Jesse clicks his mouse, and a photo of a nauseatingly familiar villa replaces Bamba’s picture. The paint is much fresher, and the garden appears to be in bloom, but it’s otherwise the same.

“That’s the house,” I say. “The Haikal villa.”

“I was afraid you would say that.” Jesse swipes both hands through his hair, knitting his fingers behind his neck as he leans back in the chair. A stray lock of hair catches on his eyelashes, and before I know what’s happening, I reach for it.

Jesse and I freeze. A dark gaze fastens on my face as I curl my fingers away at the last second. “Just a strand, uh, in your eyes.”

Without looking away from me, he tilts his chin back, and the troublesome strand slides to his temple. “Better?” His voice sounds gravelly, borderline rough.

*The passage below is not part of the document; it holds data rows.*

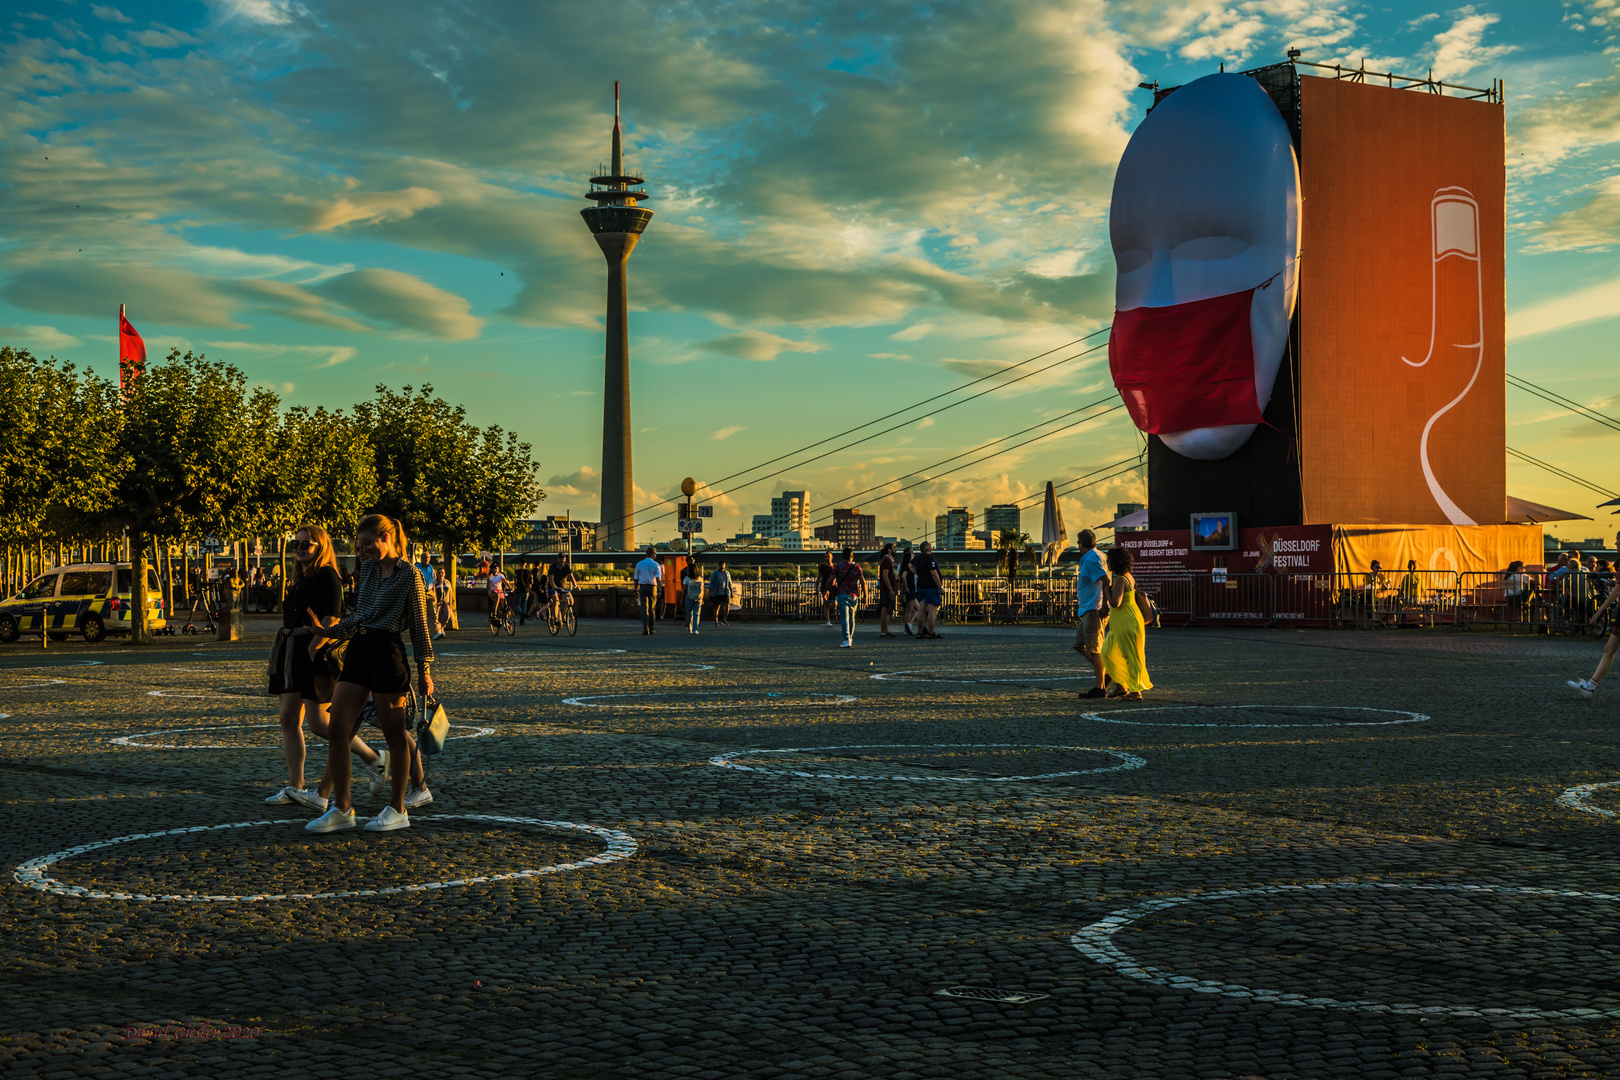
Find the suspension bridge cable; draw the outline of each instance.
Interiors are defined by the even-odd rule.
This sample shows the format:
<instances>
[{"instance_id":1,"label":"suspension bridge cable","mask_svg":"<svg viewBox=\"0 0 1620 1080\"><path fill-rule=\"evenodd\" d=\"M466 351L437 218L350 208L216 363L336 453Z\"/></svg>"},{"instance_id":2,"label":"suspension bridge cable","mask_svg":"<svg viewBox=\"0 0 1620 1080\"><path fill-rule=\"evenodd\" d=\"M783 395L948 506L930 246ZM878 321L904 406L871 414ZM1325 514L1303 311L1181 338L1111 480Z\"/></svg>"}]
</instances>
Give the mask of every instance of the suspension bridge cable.
<instances>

I don’t need a mirror to know my cheeks are warming.

“You were saying?” I clear my throat.

His lips twist, as though hearing a joke only he can understand.

His gaze finally returns to the computer.

“As I was saying, generations of Haikals lived in the villa Bamba built. Lots of them also left. There are Haikals scattered all over the world. The ones who remained in the Haikal house were constantly struggling to make their neighborhood a place where people wanted to live. Bamba’s second granddaughter is quoted calling the tourists ‘idiots chasing the next coast like a cat chasing the end of a string.’ “ Jesse snorts.